Diablo IV Beta angespielt Es knirscht im Höllengetriebe

Meinung | Düsseldorf · Am Wochenende konnten Vorbesteller, Presse und Streamer eine Beta-Variante von Diablo IV des Entwicklers Blizzard anspielen. Unsere Redakteure haben sich todesmutig Höllenkreaturen und Serverproblemen entgegengeworfen.

Lilith, Tochter des Hasses, ist im vierten Teil die Gegenspielerin des Helden.

Lilith, Tochter des Hasses, ist im vierten Teil die Gegenspielerin des Helden.

Foto: Blizzard Entertainment/Screenshot

Auf zwei Plattformen (PC und Xbox Series S) haben sich unsere Redakteure am vergangenen Wochenende aufgemacht, der Diablo IV Open Beta auf den Zahn zu fühlen. Beide haben lange auf einen Nachfolger der erfolgreichen Serie gewartet, doch überzeugen konnte das aktuell spielbare Erzeugnis nicht.

Christina Willems: Open Beta mit Beigeschmack Dass Entwickler Blizzard mit „Diablo IV“ das Rad in Sachen Action-Rollenspiele nicht neu erfinden würde, dürfte den meisten Fans bewusst sein. Was der Community vom 17. bis 19. März präsentiert wurde, macht jedoch einen eher durchwachsenen Eindruck.

Wer Warteschlangen von bis zu 90 Minuten und diverse Fehlercodes beim Login hinter sich gelassen hat, den erwartete bereits im Startbildschirm die erste Enttäuschung. So standen mit dem Totenbeschwörer und dem Druiden zwei beliebte Klassen gar nicht erst zur Verfügung. Dies soll in der kommenden Open Beta anders sein, hinterlässt aber erst mal einen faden Beigeschmack. Und so treten Spieler nur mit Zauberer, Barbar und Jäger gegen die Scharen der Hölle an. Während sich der Jäger sehr geschmeidig spielt, ist das Gameplay des Zauberers anstrengend. Der Magieklasse fehlt es an Crowd-Control-Fähigkeiten und die Standardzauber sind wenig abwechslungsreich.

 Trotz eingeschränkter Teilnehmerzahl kam es zu Fehlermeldungen und langen Warteschlangen.

Trotz eingeschränkter Teilnehmerzahl kam es zu Fehlermeldungen und langen Warteschlangen.

Foto: Blizzard Entertainment/Screenshot

Neue Fähigkeiten verspricht der umfangreiche Talentbaum, der das Anpassen der Klasse individueller gestalten soll. Das hat allerdings auch seine Nachteile. So wirkt das Überangebot an Attacken verwirrend und Anfänger dürften Probleme haben, sich zurechtzufinden.

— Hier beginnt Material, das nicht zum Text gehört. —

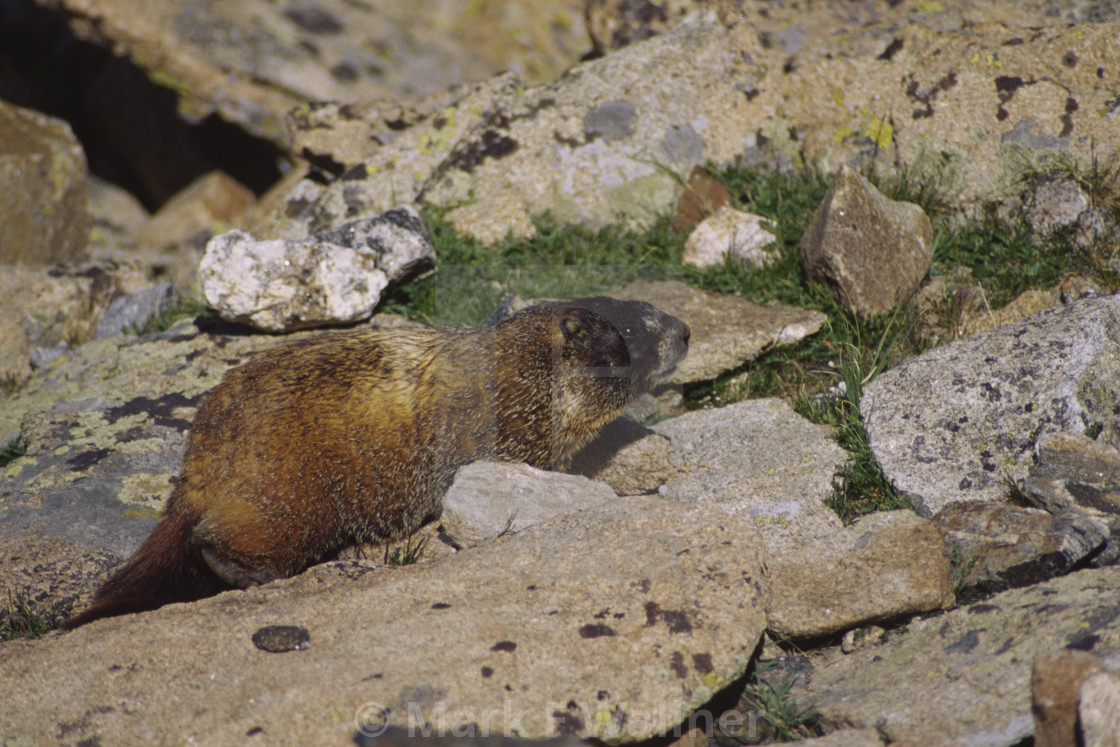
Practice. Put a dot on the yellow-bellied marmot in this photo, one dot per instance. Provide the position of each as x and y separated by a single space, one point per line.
350 437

Auch die Tatsache, dass Spieler auf den ersten Stufen nur zwei Fähigkeiten ausrüsten können, ist gewöhnungsbedürftig.

Top 25: Die meistverkauften Videospiele bis 2023
26 Bilder

Die meistverkauften Videospiele der Welt

26 Bilder
Foto: dpa-tmn/Andrea Warnecke

Doch genug der Kritik, immerhin hat die Beta gezeigt, dass „Diablo IV“ auch viele Dinge richtig macht. So verfügt das Spiel über einen umfangreicheren Charakter-Editor, mit dem nicht nur das Geschlecht, sondern auch Haarfarbe, Frisur und Narben angepasst werden können. Das steht zwar in keinem Vergleich zu Spielen wie „Elden Ring“, macht aber Laune. Auch das neue Sammel- und Handwerk-System, das an den Blizzard-Hit „World of Warcraft“ erinnert, ist ein netter Zeitvertreib. Und dann wäre da noch die Grafik, die zwar keine Goldmedaille verdient hat, aber für optisch gelungene Charaktere sorgt.

Christian Albustin: Innovation – Fehlanzeige Als vor knapp 23 Jahren Diablo II erschien, war der Kampf gegen die Heerscharen der Hölle ein harter und langwieriger. Spiele waren damals so, die Einstiegshürde selten niedrig. Man kämpfte sich halt durch und das gute Gefühl, etwas geleistet zu haben, winkte am Horizont. Inzwischen hat sich bei den meisten Entwicklern das Credo durchgesetzt: einfach zu lernen, schwierig zu meistern. Der Einstieg soll viele Spieler abholen, an die Spitze schaffen es halt nur die hartnäckigsten. Bei Spielern kommt das in der Regel gut an. Man möchte sich von Anfang an mächtig fühlen und sich erst später mit den Feinheiten zur Maximierung beschäftigen. Diablo IV jedoch kümmert sich darum nicht. Die ersten Spielstunden, die Spieler mit Vorabzugang am Wochenende ausprobieren konnten, waren vor allem zäh und trist.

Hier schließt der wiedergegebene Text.